Edward Linde-Lubaszenko uwielbia kobiety. Miał cztery żony

Edward Linde-Lubaszenko to aktor znany i lubiany. Widzowie kojarzą go głównie z takich filmów jak "Poranek kojota", "Sztos", "Psy", "Chłopaki nie płaczą", czy "E=mc2". Aktor nigdy nie krył, że uwielbia kobiety. Otwarcie mówił, że miał ich tysiące, choć miał tylko a może aż cztery żony. Owocem jego związku z Asją Łamtiuginą jest syn, również znany aktor, Olaf Lubaszenko.

Reklama

Olaf Lubaszenko o swoim testamencie. "Pozamykam różne bankiety"

Aktor 23 sierpnia br. skończył 86 lat. Niedawno zdecydował, że zamierza zakończyć swoją aktorską karierę. W rozmowie z magazynem "Rewia" wyznał, że nie zamierza spisywać testamentu. Okazuje się, że nie zamierza sam dzielić majątku pomiędzy dwójkę dzieci (Beatę i Olafa Lubaszenkę) oraz byłe żony. Zażartował nawet, że nie wie, czy po jego śmierci "będzie co dziedziczyć".

Gdy już będę czuł, że nadchodzi ten czas, to pozamykam różne bankiety w restauracjach. Po co to zostawiać? Żeby później inni bankietowali? Skoro ja mogę jeszcze sam dobrze zahulać i to za swoje, to nie będę sobie żałować - mówił w wywiadzie dla magazynu "Rewia".

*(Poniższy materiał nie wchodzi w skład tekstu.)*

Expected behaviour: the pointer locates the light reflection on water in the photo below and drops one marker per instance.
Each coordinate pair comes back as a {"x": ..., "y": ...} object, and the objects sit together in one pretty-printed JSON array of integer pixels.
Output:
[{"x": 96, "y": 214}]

Edward Linde-Lubaszenko tego po sobie nie zostawi

Edward Linde-Lubaszenko wyznał, że nie zostawi po sobie długów ani niezapłaconych rachunków. Żadnych długów. Nigdzie i u nikogo. [...] Chcę wyjść stąd z czystą kartą. Wiem, że pójdę do nieba, więc muszę mieć czystą kartę, żeby mnie tam wpuścili. [...] Nic po sobie nie zostawię - powiedział aktor.